Let $a = (a_1, \cdots, a_n), b = (b_1, \cdots, b_n), c = (c_1, \cdots, c_n) \in \mathbb{R}^n$ with $a_1 \geq \cdots \geq a_n, b_1 \geq \cdots \geq b_n, 0 < c_1 \leq \cdots \leq c_n$.

In addition, assume that $\sum_{i=1}^k b_i \leq \sum_{i=1}^k a_i$ for all $k \in \{1, \cdots, n-1\}$ and $\sum_{i=1}^n b_i = \sum_{i=1}^n a_i$.

Let $A := \{(a_{\sigma(1)}, \cdots, a_{\sigma(n)}) \,|\, \sigma \in S_n\}$ and $K_A$ be the unique minimal convex set containing $A$.

For $b \in K_A$, does $$\sum_{i=1}^n c_i b_i \geq \sum_{i=1}^n c_i a_i$$ hold?

Answer 1

Given two ordered vectors $a_1\geq a_2\geq \cdots \geq a_n$ and $b_1\geq b_2\geq \cdots b_n$ with equal sums $a_1+\cdots a_n=b_1+\cdots +b_n$. The condition that $b\in K_A$ and the inequalities $\sum_{i=1}^k a_i\geq \sum_{i=1}^k b_i$ are equivalent and this is called the majorization order.

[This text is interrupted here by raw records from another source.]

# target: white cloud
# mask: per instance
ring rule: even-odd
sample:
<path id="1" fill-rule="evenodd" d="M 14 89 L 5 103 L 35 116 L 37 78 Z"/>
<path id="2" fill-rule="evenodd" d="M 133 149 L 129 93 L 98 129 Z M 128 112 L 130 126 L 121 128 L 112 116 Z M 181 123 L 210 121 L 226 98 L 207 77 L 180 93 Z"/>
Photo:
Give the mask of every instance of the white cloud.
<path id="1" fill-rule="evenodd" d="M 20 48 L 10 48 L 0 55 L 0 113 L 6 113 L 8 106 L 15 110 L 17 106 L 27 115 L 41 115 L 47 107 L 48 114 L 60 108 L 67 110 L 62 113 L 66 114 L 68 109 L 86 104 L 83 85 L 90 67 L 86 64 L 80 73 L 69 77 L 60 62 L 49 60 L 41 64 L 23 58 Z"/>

A fundamental result is that if $a=(a_i)$ majorizes $b=(b_i)$ then you can obtain $b$ from $a$ by a finite sequence of operations of the form $$R_{ij}(\epsilon)(a)=(a_1,\dots,a_i-\epsilon,\dots,a_j+\epsilon,\dots,a_n)$$ for some $i<j$ and $\epsilon\geq 0$ is small enough not to reverse the order of the entries. That is, there exist several $(i_k,j_k,\epsilon_k)$ with $i_k<j_k$ and $\epsilon_k\geq 0$ such that $$b=\prod R_{i_kj_k}(\epsilon_k)a$$

Thus it suffices to prove your inequality for each step individually. So we can assume $b=R_{ij}(\epsilon)a$. In which case the inequality reduces to $$c_i (a_i-\epsilon)+c_j(a_j+\epsilon)\geq c_ia_i+c_ja_j$$ $$\iff \epsilon (c_j-c_i)\geq 0$$ and we are done.

Answer 2

Write $c_k=p_1+\cdots+p_k$ with $p_k=c_k-c_{k-1}\ge0$. Then $$\sum_ic_ib_i-\sum_ic_ia_i=\sum_kp_k(s_k(b)-s_k(a))$$ with $s_k(a)=a_k+\cdots+a_n$. By assumption, $s_k(b)-s_k(a)\ge0$ and you are gone.

This proof is just Abel's resummation, that is discrete integration by parts.